Monday, September 26, 2011

Sewing the day away

On Sunday I welcomed daylight savings by staying in bed until 10am reading the winter issue of Extracurricular. Then, after enjoying homemade pancakes with bacon, banana, and maple syrup thanks to my awesome Mum, I stayed in my pyjamas sewing until 3pm. I listened (and attempted to sing along) to Celine Dion circa 1996 and Dusty Springfield. It was an extremely good time.


I took my sweet time making this very basic pillow, mainly because I could. It's for my 4 year old cousin, Maggie, hence the material. Two Christmasses ago I made her older brother a Thomas the Tank Engine pillow and while he has since shifted his attention from Thomas to toy soldier figurines and the All Blacks, the pillow still sits on his bed with his soft toys. Apparently Maggie sometimes borrows the pillow for her soft toys, so her Mum asked if I could make her a pillow of her own.


Like the Thomas the Tank Engine pillow, this one has a separate cover which can be taken off and washed as my aunty is a washing fanatic. If I make another pillow like this (which I most probably will considering the latest addition to the family, baby Isla, will surely need her own pillow in a couple of years' time to complete the set) I'll make the top (patterned) layer's edge longer as it's just zig zagged and ironed over 1/2 an inch which isn't quite flash-looking enough.


While I really like my sewing machine (which due to lack of space has been sitting in its box since I moved house in February), I still love my Mum's sewing machine the most. I think because it's what I learned to sew on and because it's metal, so I somehow feel like I can't break it - even though I'm not in the habit of throwing sewing machines around the room or any other activity that could actually break one.

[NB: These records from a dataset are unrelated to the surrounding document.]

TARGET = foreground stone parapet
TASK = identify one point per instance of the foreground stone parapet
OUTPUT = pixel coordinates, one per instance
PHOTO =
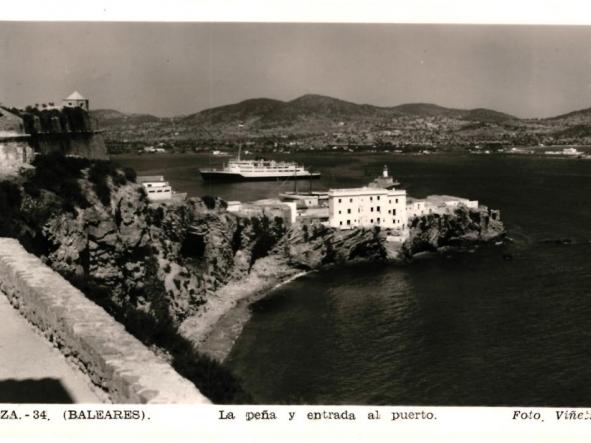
(113, 359)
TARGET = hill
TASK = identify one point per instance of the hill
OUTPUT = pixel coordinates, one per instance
(111, 117)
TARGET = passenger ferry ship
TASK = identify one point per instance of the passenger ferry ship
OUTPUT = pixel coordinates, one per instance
(241, 170)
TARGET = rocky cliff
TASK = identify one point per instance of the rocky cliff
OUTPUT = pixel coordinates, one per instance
(156, 267)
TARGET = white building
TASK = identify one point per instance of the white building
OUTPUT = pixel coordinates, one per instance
(156, 187)
(366, 207)
(75, 100)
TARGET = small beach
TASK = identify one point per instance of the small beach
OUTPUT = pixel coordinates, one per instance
(215, 329)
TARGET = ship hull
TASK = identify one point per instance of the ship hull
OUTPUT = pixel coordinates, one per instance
(231, 177)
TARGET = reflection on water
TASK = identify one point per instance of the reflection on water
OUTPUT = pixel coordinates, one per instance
(467, 329)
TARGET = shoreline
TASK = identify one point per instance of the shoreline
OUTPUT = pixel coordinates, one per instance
(214, 331)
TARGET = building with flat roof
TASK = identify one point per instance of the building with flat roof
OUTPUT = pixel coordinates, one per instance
(367, 207)
(76, 100)
(156, 187)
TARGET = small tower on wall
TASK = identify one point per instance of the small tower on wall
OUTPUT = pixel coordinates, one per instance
(75, 100)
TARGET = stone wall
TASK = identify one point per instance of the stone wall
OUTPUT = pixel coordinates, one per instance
(113, 359)
(88, 145)
(13, 155)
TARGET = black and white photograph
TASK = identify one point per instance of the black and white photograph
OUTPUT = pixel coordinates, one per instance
(266, 213)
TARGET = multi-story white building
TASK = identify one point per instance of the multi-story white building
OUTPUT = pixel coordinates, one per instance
(366, 207)
(156, 187)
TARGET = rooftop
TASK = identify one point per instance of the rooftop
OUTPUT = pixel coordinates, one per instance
(76, 96)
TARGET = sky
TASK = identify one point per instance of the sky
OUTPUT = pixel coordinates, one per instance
(168, 69)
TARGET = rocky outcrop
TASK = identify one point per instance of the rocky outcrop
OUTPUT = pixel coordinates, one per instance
(112, 358)
(311, 246)
(166, 270)
(463, 227)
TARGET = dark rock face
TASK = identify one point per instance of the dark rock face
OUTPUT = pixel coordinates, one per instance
(160, 259)
(165, 260)
(463, 227)
(311, 246)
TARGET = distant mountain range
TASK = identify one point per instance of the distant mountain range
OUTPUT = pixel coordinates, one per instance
(329, 120)
(265, 111)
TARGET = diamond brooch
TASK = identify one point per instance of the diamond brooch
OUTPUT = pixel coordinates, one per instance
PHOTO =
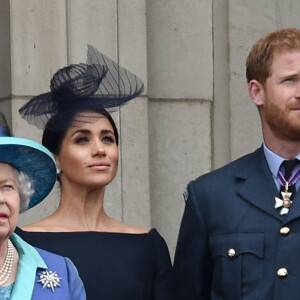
(49, 279)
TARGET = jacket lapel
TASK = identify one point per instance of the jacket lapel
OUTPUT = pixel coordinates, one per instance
(294, 211)
(257, 184)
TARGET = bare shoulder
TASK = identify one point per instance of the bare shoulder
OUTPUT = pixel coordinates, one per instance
(125, 228)
(39, 226)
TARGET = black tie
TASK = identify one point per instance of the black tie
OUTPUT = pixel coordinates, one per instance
(289, 166)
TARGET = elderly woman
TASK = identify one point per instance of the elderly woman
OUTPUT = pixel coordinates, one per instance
(27, 175)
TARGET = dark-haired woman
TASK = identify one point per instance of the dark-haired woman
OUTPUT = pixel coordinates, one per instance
(114, 260)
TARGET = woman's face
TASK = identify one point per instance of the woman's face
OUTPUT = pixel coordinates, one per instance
(89, 153)
(9, 200)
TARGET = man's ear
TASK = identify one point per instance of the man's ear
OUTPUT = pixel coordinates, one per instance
(256, 92)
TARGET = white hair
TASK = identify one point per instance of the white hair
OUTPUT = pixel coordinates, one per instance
(26, 190)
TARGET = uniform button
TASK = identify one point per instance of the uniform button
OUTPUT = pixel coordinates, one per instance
(282, 273)
(285, 230)
(231, 252)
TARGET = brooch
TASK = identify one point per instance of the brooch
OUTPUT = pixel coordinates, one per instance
(49, 279)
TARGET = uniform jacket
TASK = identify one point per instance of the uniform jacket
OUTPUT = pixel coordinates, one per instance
(32, 263)
(233, 244)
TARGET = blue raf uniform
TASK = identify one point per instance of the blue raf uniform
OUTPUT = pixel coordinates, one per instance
(233, 244)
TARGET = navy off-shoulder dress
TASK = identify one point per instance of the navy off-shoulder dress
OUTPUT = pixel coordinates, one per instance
(114, 266)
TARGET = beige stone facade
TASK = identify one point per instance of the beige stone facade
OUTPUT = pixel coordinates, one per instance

Mum's sewing kit is starting to get a bit worse for wear but whenever I see it it's like being taken back in time to our house in Martinborough. I tidied it up a bit before I put it back in the cupboard this time around (because I'm such a dutiful daughter/it's messiness irritated me) and there were old blouse patterns from when Mum used to sew a lot, some wide gauzy star ribbon from the troll doll house I made and decorated when I was about ten, 'M. Jacobson' name tags from when my sister lived at the Wairarapa College hostel and all her clothes had to be named, the old sellotape tin Mum has always used as a pin box...an unitentional time capsule.